With its soaring ceilings and no-nonsense atmosphere, Gun Hill Brewing is a welcoming place to introduce newbies to craft beer (dedicated beer lovers will be convinced to stick around at first sip.) Owners Kieran Farrell and Dave Lopez played baseball together in the borough for more than a decade; often commiserating about jobs they weren't passionate about. They dreamed of escaping it all to start their own project. After a false start or two, they found veteran brewer Chris Sheehan through probrewer.com and launched the brewery. Their goal: to make delicious beers that don't intimidate people and can be enjoyed more than one at a time.
The brewery and tasting room are only partially separated by the bar, and if the brewing schedule coincides with tasting room hours, you can grab a pint and watch the action. It's also a good place to watch a Yankees game or play a round of Jenga. Delivery menus are available if you're hungry, or you can walk across the street to the food truck serving hearty Dominican fare. (Gun Hill customers even get a discount.)
Must-Try Beers: Gun Hill's Void of Light, a jet black stout, has gotten a lot of attention lately, winning a gold medal at 2014's Great American Beer Festival. The roasty, chewy, espresso-tinged beer deserves all the hype (and the barrel aged versions are delicious as well.) While you're at the brewery, don't miss special limited pours like Cherry Tree, a golden ale that's keg-conditioned with Montmorency tart cherry concentrate for a refreshing, tangy result.
Tours: Saturday and Sunday afternoons, but can also be booked in advance on weekdays depending on availability.
If I were to say that your reward for taking a free boat ride past some of the most incredible sights New York has to offer was drinking delicious beer in an awesome brewery, it would seem like a no brainer, right? That's exactly what you'll get at Flagship Brewery, just a short walk from the ferry landing on Staten Island.
At one time, there were seven operating breweries on Staten Island, and the folks at Flagship are working to bring that beer scene back. John Gordon, Jay Sykes, and Matthew McGinley grew up on the same block together on the island's north shore, and worked in various roles in the beer industry before taking the plunge. They brought in Patrick Morse, formerly of Harpoon and Greenpoint Beer Works to head up the brewing.

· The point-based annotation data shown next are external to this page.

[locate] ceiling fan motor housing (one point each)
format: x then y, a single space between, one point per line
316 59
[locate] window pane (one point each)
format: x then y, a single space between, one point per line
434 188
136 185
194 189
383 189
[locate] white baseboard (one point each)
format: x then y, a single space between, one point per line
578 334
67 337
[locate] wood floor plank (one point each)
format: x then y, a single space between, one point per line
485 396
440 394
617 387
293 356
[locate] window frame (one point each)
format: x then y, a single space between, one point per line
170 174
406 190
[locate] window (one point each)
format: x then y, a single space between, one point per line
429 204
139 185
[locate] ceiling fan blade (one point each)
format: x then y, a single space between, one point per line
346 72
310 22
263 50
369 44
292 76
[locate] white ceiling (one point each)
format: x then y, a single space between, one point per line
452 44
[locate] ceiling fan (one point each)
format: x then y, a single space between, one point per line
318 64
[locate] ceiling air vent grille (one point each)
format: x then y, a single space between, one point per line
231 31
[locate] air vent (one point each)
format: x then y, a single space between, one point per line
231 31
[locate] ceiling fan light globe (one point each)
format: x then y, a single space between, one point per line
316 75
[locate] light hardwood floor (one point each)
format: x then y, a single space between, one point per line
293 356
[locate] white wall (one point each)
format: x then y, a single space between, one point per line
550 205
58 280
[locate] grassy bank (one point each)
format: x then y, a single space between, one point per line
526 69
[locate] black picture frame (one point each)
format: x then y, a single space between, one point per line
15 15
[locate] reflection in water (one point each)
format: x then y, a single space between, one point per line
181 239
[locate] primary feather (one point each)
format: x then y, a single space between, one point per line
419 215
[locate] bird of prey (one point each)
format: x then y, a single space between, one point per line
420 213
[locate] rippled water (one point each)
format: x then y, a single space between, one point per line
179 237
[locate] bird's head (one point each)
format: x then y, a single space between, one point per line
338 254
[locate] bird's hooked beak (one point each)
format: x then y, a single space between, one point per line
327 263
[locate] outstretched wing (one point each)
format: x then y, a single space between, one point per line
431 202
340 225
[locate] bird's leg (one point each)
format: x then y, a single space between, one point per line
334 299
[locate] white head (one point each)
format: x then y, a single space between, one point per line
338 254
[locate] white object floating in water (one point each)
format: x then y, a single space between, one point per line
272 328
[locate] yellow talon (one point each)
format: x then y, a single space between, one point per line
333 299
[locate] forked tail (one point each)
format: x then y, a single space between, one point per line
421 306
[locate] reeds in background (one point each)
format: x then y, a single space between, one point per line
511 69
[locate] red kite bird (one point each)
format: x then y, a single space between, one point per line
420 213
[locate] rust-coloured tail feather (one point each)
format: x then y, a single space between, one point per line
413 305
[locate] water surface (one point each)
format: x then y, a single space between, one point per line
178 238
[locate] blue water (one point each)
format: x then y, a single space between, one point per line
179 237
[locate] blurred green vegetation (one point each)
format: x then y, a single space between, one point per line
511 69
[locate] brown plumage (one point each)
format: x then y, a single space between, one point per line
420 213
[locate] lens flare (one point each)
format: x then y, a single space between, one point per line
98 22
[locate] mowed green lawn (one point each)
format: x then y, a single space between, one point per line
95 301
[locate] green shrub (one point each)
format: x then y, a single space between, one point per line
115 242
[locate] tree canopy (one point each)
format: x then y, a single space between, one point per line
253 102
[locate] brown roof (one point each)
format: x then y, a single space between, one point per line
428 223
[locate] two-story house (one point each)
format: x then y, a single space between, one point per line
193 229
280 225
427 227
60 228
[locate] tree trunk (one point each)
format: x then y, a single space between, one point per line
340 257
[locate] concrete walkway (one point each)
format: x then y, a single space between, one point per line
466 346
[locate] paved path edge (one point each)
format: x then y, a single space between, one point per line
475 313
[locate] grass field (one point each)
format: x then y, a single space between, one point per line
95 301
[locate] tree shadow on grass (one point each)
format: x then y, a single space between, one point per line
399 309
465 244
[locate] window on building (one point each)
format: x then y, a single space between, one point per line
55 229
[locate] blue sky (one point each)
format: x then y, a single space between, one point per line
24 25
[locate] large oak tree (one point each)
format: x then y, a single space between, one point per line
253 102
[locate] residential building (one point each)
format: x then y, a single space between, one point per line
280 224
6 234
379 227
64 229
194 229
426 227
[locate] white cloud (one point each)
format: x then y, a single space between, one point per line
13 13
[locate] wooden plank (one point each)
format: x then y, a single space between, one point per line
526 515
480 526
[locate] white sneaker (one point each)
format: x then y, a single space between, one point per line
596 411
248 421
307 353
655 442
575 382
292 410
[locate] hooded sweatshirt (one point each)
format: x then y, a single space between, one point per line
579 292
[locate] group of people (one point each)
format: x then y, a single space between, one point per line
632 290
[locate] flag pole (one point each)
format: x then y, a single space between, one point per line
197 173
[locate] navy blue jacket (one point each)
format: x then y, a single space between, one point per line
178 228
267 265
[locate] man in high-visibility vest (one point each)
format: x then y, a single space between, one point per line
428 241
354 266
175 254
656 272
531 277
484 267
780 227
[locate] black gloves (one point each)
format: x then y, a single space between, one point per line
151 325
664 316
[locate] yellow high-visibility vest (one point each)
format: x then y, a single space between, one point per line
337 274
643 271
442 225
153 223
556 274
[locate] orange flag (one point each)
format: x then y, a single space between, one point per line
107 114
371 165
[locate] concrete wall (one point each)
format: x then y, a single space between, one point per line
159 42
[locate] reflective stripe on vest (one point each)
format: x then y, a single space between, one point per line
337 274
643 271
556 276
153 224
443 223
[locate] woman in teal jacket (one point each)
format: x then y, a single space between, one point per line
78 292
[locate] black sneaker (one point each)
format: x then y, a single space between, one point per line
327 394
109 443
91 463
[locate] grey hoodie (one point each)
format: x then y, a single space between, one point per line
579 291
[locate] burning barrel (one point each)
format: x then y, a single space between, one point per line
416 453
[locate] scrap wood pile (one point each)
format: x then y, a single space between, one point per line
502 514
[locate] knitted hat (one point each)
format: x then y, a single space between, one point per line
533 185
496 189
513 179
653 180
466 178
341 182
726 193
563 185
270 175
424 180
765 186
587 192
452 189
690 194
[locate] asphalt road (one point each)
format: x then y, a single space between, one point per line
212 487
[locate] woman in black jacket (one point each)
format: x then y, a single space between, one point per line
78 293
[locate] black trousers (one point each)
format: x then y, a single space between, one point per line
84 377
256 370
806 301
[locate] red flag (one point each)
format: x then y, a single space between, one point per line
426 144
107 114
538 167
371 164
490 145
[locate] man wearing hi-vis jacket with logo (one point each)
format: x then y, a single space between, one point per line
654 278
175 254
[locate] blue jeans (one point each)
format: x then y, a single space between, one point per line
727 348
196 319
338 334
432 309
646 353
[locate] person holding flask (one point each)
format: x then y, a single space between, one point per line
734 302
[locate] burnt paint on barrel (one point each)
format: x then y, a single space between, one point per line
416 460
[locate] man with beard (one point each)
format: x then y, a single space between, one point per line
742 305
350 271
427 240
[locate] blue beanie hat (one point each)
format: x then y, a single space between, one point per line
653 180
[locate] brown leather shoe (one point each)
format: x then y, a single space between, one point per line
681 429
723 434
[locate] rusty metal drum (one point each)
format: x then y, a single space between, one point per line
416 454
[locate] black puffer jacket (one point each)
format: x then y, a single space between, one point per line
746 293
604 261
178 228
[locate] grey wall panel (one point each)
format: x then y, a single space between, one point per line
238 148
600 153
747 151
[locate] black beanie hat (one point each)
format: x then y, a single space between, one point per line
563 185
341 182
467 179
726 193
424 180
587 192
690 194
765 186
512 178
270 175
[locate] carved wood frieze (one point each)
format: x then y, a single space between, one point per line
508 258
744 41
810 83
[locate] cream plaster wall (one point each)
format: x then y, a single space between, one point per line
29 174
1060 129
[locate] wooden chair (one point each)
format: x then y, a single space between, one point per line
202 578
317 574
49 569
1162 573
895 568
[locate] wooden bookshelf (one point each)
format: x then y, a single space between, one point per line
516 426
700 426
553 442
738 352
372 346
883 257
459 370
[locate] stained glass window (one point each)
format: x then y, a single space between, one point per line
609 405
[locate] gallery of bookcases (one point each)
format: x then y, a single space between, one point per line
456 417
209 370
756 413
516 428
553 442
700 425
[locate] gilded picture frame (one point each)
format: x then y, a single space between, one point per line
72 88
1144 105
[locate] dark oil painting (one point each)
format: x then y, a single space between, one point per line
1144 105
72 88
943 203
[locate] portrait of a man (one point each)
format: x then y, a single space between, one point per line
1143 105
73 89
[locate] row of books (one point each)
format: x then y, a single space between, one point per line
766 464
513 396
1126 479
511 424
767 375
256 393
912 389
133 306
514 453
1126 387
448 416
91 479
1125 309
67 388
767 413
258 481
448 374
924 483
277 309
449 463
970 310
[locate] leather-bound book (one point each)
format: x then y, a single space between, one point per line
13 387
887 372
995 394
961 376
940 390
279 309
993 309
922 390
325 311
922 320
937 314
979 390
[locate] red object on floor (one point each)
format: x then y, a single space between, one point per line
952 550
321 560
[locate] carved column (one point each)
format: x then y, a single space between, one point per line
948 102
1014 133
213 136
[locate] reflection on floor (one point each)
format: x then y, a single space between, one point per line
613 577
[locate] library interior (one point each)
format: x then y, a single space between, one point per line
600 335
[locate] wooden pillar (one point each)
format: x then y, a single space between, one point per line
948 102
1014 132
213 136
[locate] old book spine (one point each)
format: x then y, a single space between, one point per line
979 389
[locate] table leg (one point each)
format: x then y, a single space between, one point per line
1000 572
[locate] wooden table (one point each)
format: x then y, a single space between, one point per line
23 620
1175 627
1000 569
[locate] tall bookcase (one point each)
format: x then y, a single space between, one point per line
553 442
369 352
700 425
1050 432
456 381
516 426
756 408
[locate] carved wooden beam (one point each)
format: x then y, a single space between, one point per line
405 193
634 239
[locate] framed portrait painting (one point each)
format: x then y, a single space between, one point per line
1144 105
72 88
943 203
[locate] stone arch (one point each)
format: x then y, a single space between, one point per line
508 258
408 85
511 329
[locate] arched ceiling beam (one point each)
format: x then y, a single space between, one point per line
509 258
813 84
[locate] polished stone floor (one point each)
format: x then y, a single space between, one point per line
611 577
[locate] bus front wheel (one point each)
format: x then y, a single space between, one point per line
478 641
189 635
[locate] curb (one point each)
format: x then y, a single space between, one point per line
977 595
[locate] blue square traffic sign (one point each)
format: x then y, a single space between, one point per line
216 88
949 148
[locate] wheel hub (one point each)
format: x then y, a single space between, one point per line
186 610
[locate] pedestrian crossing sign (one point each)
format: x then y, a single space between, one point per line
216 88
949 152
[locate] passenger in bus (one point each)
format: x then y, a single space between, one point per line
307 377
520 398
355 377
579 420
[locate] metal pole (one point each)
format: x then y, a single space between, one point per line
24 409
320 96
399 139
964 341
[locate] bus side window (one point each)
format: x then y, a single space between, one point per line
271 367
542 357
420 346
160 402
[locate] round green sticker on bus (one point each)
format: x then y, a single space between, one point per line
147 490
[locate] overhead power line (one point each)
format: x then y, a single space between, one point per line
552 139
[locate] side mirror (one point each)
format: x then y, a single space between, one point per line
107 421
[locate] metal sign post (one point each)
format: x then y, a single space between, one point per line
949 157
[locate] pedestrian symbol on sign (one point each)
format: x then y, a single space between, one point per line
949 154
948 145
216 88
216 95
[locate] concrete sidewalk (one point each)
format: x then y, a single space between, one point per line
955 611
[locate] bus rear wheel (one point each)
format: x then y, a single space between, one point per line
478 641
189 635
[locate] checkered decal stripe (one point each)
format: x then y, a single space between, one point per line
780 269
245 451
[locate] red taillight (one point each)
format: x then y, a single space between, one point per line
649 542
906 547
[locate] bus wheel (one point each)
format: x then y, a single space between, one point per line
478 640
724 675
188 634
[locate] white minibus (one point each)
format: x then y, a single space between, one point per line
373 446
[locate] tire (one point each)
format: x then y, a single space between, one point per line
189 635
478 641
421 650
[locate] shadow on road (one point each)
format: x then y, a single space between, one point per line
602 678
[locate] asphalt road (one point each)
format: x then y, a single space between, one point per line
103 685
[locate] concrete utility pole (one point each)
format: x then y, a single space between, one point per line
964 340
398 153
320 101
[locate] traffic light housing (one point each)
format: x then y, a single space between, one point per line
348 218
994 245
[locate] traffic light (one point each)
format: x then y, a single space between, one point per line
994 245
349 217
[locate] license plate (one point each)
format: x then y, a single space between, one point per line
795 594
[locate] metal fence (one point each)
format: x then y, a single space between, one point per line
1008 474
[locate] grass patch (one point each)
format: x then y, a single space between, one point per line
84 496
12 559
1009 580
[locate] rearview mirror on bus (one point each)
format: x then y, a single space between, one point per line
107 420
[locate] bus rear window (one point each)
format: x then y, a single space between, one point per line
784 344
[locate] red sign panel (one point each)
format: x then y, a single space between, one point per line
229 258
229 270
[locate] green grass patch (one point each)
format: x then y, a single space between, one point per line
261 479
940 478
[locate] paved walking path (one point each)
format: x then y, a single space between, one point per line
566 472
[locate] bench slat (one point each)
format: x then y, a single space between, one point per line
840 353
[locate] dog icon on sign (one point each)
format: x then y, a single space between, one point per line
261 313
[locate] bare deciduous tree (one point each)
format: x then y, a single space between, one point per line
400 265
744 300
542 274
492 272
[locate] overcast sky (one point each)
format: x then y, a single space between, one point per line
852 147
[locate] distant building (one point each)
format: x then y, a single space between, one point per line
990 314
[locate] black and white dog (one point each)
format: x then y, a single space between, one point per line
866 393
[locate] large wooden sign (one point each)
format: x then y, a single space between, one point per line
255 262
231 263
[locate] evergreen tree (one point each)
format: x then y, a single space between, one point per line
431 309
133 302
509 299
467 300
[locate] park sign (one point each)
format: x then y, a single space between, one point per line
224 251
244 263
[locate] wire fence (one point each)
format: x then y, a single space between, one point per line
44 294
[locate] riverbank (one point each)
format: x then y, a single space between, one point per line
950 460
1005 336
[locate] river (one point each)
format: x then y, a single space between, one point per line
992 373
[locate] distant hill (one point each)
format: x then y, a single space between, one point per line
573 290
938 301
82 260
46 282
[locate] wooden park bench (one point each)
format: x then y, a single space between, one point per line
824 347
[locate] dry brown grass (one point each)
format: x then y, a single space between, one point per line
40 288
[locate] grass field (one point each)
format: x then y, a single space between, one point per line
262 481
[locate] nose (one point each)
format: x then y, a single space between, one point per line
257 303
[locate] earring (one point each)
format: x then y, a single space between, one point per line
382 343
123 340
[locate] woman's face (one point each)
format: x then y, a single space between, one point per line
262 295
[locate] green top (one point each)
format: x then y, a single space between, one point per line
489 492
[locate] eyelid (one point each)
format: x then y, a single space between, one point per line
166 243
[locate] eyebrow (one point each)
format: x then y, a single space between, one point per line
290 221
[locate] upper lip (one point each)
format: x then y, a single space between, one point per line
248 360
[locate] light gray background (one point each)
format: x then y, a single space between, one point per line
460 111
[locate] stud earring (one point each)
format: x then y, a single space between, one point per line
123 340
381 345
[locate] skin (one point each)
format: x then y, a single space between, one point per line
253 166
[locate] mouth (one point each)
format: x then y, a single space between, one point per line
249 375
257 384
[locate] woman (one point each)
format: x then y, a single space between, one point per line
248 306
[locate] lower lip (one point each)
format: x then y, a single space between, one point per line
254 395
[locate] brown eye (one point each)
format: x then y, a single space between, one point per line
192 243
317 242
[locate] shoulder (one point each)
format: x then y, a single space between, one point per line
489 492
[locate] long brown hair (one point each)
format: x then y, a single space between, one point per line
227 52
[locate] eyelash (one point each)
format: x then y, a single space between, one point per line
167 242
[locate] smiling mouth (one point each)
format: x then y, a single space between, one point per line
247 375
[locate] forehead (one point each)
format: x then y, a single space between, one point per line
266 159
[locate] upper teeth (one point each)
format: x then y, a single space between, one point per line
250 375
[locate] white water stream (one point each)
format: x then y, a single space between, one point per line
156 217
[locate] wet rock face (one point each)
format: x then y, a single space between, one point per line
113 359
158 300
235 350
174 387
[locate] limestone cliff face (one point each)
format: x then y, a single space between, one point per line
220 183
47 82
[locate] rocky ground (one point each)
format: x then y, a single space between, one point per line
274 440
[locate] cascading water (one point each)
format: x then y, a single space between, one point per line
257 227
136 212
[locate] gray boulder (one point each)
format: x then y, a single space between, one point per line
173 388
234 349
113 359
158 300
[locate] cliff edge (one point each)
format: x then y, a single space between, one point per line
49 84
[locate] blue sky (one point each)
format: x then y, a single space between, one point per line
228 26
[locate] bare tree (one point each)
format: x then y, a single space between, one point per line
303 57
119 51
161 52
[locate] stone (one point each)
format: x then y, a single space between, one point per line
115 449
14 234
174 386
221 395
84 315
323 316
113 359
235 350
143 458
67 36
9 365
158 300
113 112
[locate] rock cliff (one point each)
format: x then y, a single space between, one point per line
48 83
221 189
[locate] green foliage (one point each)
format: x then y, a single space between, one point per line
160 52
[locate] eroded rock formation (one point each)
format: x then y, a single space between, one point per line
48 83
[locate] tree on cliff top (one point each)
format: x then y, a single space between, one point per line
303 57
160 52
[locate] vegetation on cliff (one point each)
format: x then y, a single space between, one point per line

Fridays and Saturdays, you'll find live music, and other days alternate between comedy, trivia, and charity events. In the middle of the room, you'll find a small screen that lets you order pizza from nearby Pier 76, and you're just a short walk away from one of the city's best neighborhoods for Sri Lankan food. (If you go the spicy route, partner it with Flagship's juicy Witbier, which is brewed with coriander.)
Must-Try Beers: Very few breweries produce a Dark Mild which is an English style of beer known for full flavors but a relatively light body. Flagship's version is fantastic: it's bold and roasty, with hints of cocoa and espresso, but still highly refreshing. Try the seasonal brews too: the Wee Heavy is wonderfully smooth, balancing caramel and nutty flavors with just the right amount of hop bitterness.
You might catch the team experimenting with a Randall, which adds flavor to an already-brewed beer. Try the American Pale Ale filtered through fresh grapefruit for added bright, juicy notes. (They've also tinkered with pineapple, but pronounced the grapefruit better.)
Tours: Saturdays and Sundays at 2 p.m. and 4:30 p.m. Feel free to show up or make a reservation; tours are $5 and include a pint at the end.